CHARNI SPOKESMAN CLAIMS “MISUNDERSTANDING”

“I got your message,” Aiah tells the woman called Whore.

Whore raises eyelids heavy with dreaming, and with a languid hand she takes the copper plasm contact from her lips. “We sent you no message,” she says, “but we are pleased to see you here. If you will follow me, I will take you to Order of Eternity.”

Aiah tells her guards to wait in the lobby while she follows Whore into the sisters’ stone maze. As she passes through the first doorway she finds a pair of carved images gazing at her in the glow of the hanging lamps, dim light and trompe l’oeil artistry giving the faces a disturbing air of life. She knows the faces, Sorya and herself, The Shadow and The Apprentice, confronting each other across the corridor, one with a knife and the other looking up a recipe.

A metaphor, she admits, sufficient to describe their relationship.

She approaches an alcove where a dreaming sister lies, and Aiah’s nerves sing in surprise as the woman’s eyes open and turn to face the visitor. It is as startling an effect as if one of the imagoes’ eyes had opened. As Aiah continues through the corridor, the sister puts her plasm contact down, rises from her couch, and with a soft slap of bare feet on cool stones begins to follow Aiah along the winding path.

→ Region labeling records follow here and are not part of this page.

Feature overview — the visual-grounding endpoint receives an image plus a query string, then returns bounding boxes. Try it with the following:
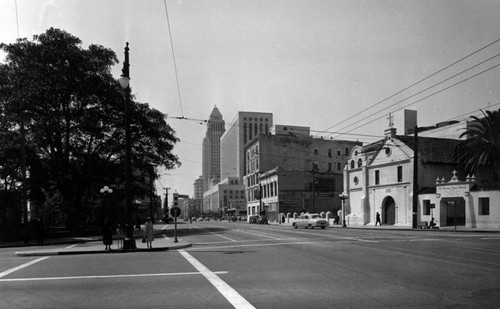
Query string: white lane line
[233,230,295,240]
[186,241,318,251]
[0,271,227,282]
[179,250,255,309]
[193,225,238,242]
[0,256,49,278]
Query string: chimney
[384,128,396,138]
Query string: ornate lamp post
[99,186,113,220]
[339,192,349,227]
[120,42,137,250]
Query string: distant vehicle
[248,215,259,223]
[292,213,328,229]
[248,215,269,224]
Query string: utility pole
[163,188,171,223]
[412,126,418,229]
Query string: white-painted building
[344,128,500,229]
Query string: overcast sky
[0,0,500,200]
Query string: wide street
[0,221,500,308]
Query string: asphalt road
[0,221,500,308]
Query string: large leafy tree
[0,28,180,224]
[460,109,500,182]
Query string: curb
[15,243,193,257]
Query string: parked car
[292,213,328,229]
[248,215,259,223]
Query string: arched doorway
[440,197,465,226]
[382,196,396,225]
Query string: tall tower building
[220,112,273,183]
[202,106,226,191]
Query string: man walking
[375,212,382,226]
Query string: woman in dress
[144,217,155,249]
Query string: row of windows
[375,166,403,185]
[313,148,349,158]
[247,181,278,202]
[312,162,342,172]
[243,117,269,122]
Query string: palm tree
[460,109,500,182]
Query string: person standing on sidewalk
[144,217,155,249]
[102,219,113,250]
[375,212,382,226]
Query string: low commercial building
[202,177,246,217]
[244,125,360,222]
[344,128,500,229]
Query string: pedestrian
[375,212,382,226]
[144,217,155,249]
[35,218,45,245]
[102,219,113,250]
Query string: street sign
[170,207,181,218]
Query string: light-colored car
[292,213,328,229]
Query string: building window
[423,200,431,216]
[479,197,490,216]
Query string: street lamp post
[120,42,137,250]
[99,186,113,220]
[339,192,349,227]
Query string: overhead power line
[323,39,500,136]
[332,54,500,138]
[335,64,500,138]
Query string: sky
[0,0,500,201]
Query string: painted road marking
[193,225,238,242]
[179,250,255,309]
[0,271,227,282]
[233,229,295,240]
[187,241,318,251]
[0,256,49,278]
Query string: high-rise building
[202,106,226,191]
[220,112,273,182]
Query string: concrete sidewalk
[16,234,191,256]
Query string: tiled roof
[396,135,461,164]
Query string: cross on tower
[387,113,394,128]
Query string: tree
[0,28,180,230]
[460,109,500,182]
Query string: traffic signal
[172,193,179,207]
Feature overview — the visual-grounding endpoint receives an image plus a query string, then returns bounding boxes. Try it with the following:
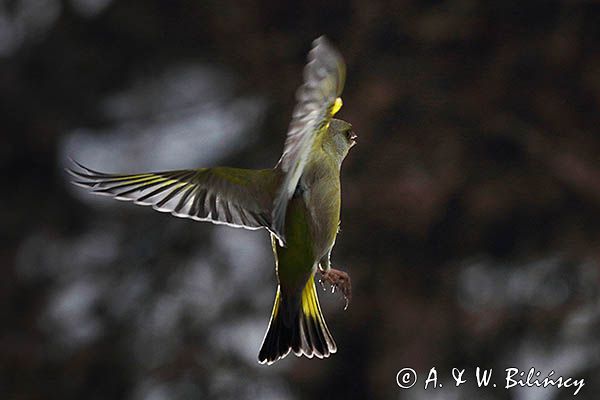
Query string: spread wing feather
[67,162,277,229]
[272,36,346,242]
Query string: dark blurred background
[0,0,600,400]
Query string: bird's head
[324,118,358,162]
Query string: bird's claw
[319,268,352,310]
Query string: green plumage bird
[68,37,356,364]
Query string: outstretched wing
[67,159,277,229]
[272,36,346,244]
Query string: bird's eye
[346,129,358,142]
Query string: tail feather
[258,274,337,364]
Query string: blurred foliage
[0,0,600,400]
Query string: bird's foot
[319,268,352,310]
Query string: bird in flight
[67,36,357,364]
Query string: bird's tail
[258,273,337,364]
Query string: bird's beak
[350,132,358,146]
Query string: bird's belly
[306,181,340,260]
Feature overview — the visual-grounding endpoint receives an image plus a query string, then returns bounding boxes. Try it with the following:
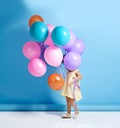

Another imago appears, The Architect, with Constantine’s stern face and powerful body superimposed on the image of the man holding the protractor and a pair of dividers, and with a shiver Aiah remembers that The Architect’s meaning is failure—noble aspirations gone wrong, crumbled into dust.

In the next alcove two sisters lie dreaming. As Aiah passes their eyes open, one set dark and one light, they turn to Aiah with an identical incurious gaze, and after she walks past they rise and follow.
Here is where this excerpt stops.